The Grasp of Marduk

 I like this picture. This is a statue of Marduk. An ancient Babylonian  god, represented or perhaps believed to be incarnated himself in this  famous gold statue for centuries.  Behind him is the temple of Marduk,  which was allegedly used as a model for the tower of Babel. Believed to  be 800 pounds, 13 feet tall, whoever was in control of this statue was  said to be the ruler of Babylon--in the grasp of Marduk. To the sides of  him (but not facing him) are horn and harp players, surrounded by  people bowing down to this authority of antiquity (Playing their  Babylonian nation anthem, perhaps?). It would be difficult to imagine  the extent that something so material could mean to their culture.

It  made me think of the parallels to the American flag. It's cultural  significance, it's heightened level of prestige, and the raging  controversy that people have been quick to take sides on how we should  go about honoring it, or NOT honoring it. Lots of thought and rules have  been put into how we should respect it, and what it makes someone if  they don't respect it.  To some the public debate sparked by Kaepernick  protesting the national anthem and saluting the flag is an absolute  disrespect to the men and women that have or continue to protect and  serve. To others he is a herald of awareness to systematic racism and  inequality, exercising his constitutional right for social justice.  Whatever your stance on the issue, you are standing on the other side of  many Americans, and we remain divided.
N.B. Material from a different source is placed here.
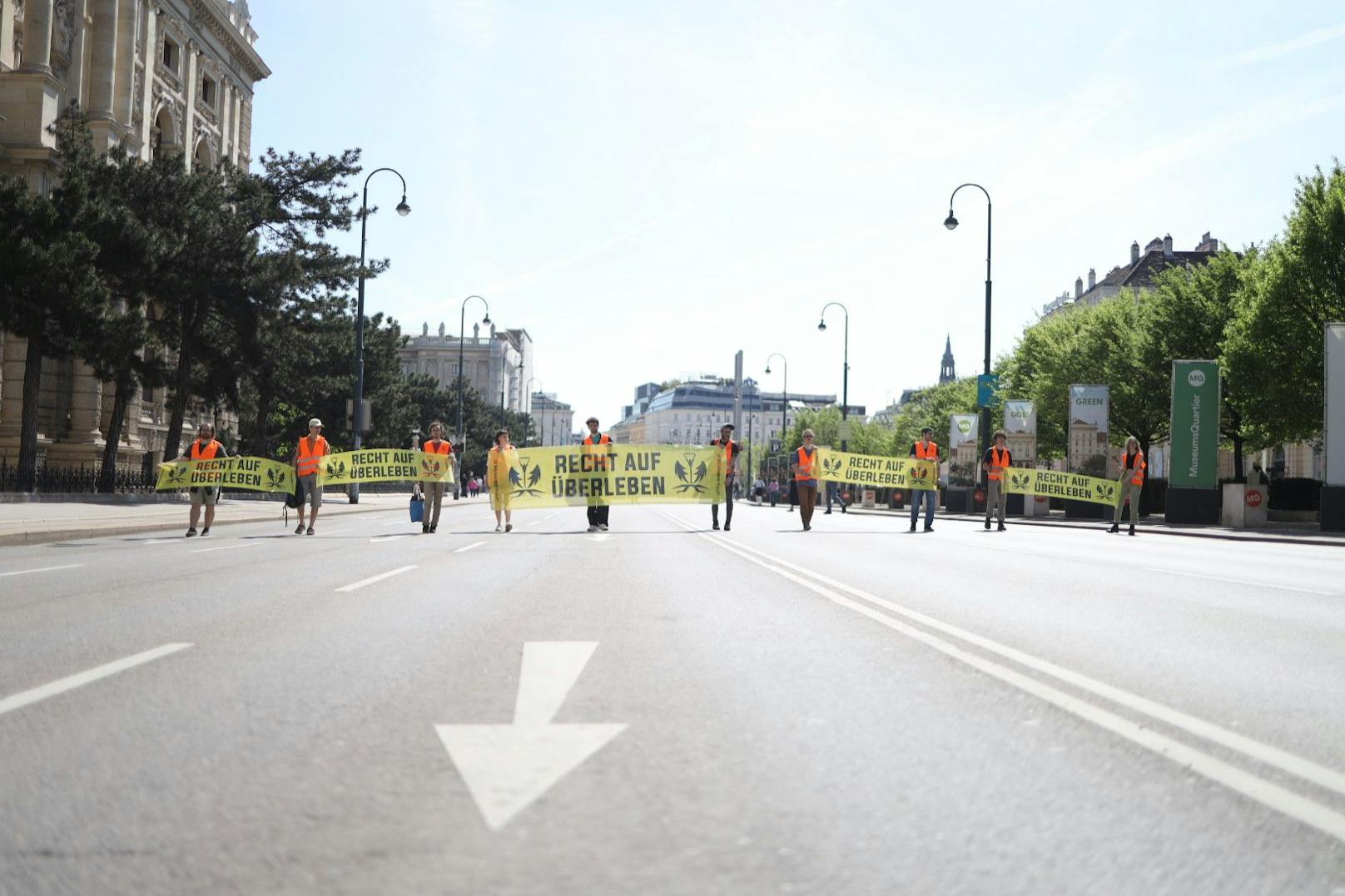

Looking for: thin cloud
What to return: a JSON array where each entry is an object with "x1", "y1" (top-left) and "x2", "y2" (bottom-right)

During  the rise of the Persian Empire, Persian armies ransacked Babylon and  annexed it into the empire. They got a hold of the Marduk statue and as  an act of retribution, melted the statue--prohibiting anybody from the  grasp of Marduk again. The ultimate disrespect to their god. The  worshipers of Marduk died, and he became a dead god, a story of the  past. Their progeny went on to worship other gods as his grasp on the  minds of the Babylonians faded into memory.

History  shows us that symbols of national identity, although fleeting, live  inside of us. We live within our symbols more than we live inside  ourselves. The ones we have chosen to represent the achievements of our  reality have become our reality. They have given us something other than  the things they symbolize, and we should be clear about what they have  taken away. As humans innately do, we have gotten to caught up in the  momentum of the worship of our cultural symbols. We have designed  systems of overly specific etiquette. Rituals that have been imposed on  us, but not thought up by us. Now as we struggle on what exactly we  should be doing with our symbols as our country wrestles with it's  identity, we should remember what they actually are: a piece of fabric. A  book. A monument. An image.

As  civilizations rise and fall, symbols come and go, what remains is the  redundant behavior of people placing detailed oriented, particular  rituals around their representations.

Can we distance ourselves from the weight of our symbols for some clarity of the moment?

Or are we still in the grasp of Marduk?